A liberating and cathartic productionjohannes hjorth

“All our letters say the same thing, Ava – the weather is good, the weather is bad… I put pen to paper and I find myself saying the same things. Who knows why?”

This moving quote, taken from Tina’s quasi-philosophical letters to her daughter, Ava, cuts to the heart of Phyllis Nagy’s The Strip: the American Dream halts progress – we are left with a rabid desire for change, but society meets us with defiance. An abstract notion brought to life in a jam-packed ADC.

Yet, one is forced to find this pedagogical moral centre alone; it is buried in the midst of trans-Atlantic relations which force us to grapple with themes such as feminism, homosexuality, the wrath of capitalism, desire, love and hope. The play is as relevant now as it was at the time of Nagy’s writing.

Given the complexity of Nagy’s ambiguous discourse, a trait so common to post-modernist theatre, the performance at the ADC did well to entertain the political and philosophical bent of Nagy’s writing. In doing so, we were made to laugh and cry, to celebrate and to console, to question and to answer. Nagy’s style is unapologetically spiky and thorny – the cast dealt with this with nothing but skill and flair.
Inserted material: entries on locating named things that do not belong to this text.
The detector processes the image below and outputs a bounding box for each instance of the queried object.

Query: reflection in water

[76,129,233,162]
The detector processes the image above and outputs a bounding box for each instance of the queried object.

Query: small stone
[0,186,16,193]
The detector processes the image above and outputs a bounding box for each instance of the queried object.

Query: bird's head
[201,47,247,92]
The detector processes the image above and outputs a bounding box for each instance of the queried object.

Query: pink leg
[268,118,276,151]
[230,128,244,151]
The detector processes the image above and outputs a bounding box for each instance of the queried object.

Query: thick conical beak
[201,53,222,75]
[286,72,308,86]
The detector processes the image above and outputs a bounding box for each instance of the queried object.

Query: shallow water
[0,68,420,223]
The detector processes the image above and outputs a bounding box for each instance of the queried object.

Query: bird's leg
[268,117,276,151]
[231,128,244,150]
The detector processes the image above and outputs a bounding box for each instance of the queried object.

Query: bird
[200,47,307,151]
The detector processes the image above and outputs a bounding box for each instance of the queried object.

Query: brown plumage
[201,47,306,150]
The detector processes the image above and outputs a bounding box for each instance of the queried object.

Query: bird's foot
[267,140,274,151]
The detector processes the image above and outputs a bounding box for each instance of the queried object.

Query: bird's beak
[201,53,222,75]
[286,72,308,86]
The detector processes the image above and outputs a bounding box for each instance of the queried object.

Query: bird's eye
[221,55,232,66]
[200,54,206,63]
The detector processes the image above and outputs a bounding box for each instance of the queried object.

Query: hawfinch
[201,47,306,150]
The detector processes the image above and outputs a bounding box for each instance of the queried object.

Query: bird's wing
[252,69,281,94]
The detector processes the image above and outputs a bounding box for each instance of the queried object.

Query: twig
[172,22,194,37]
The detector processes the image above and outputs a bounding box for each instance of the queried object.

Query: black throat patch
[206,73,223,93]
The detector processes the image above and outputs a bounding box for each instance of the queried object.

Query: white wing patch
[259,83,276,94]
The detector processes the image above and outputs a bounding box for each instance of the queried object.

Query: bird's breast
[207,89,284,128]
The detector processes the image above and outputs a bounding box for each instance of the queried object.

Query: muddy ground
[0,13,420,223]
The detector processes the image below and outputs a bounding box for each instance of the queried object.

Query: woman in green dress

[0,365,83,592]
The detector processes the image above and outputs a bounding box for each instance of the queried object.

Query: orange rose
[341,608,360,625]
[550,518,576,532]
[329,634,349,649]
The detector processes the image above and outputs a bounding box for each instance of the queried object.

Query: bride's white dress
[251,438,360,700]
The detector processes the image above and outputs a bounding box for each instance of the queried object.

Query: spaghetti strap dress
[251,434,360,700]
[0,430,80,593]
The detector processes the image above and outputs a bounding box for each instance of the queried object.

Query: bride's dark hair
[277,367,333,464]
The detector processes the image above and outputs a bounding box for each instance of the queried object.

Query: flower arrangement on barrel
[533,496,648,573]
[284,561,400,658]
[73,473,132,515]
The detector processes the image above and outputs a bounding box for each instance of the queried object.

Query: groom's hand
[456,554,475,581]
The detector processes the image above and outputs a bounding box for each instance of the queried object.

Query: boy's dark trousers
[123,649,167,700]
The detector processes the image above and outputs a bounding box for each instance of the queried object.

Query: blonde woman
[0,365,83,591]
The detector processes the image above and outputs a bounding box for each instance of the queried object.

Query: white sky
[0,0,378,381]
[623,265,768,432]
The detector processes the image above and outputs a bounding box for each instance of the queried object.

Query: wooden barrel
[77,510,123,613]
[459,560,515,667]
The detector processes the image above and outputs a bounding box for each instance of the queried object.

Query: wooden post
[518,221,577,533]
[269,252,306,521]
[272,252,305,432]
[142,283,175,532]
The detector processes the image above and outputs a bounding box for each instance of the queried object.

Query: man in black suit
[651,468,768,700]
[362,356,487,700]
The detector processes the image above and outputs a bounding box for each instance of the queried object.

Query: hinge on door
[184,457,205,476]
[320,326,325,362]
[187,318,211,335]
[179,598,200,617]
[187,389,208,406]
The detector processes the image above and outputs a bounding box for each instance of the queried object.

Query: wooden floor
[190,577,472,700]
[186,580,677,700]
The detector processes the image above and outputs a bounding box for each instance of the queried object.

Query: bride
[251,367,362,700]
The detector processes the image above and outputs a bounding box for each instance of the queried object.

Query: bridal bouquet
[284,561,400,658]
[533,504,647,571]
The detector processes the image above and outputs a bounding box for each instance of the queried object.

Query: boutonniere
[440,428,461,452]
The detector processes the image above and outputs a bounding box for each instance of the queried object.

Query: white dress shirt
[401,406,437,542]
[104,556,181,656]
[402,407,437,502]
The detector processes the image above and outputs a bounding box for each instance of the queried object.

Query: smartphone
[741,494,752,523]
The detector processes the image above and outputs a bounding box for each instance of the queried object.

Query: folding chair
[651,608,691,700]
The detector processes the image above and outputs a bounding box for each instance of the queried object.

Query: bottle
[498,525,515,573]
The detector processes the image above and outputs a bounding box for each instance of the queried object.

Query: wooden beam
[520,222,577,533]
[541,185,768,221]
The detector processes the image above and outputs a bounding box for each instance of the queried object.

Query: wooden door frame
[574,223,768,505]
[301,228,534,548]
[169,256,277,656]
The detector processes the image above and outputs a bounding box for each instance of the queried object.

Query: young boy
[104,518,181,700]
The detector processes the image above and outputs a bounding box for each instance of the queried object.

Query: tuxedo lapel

The stand-out performance has to go to Ella Konzon, whose portrayal of Tina was tear-jerking yet sassy. But credit is due where it is deserved, and all the cast were commendable.

We should not be quick to forget about those who work behind the scene, either. Director, George Kan, and producer, Chloe Slattery, are to be applauded for modernising, deconstructing and transforming a forgotten yet exhilarating play into a modern masterpiece.

It is perhaps fitting to end on Tina’s words enunciated into a Dictaphone: “I’ve always been a much freer talker than writer.” Slattery and Kan took the dusty play off the shelves, and recreated it as a moving affair, in what was a liberating and cathartic production at the ADC.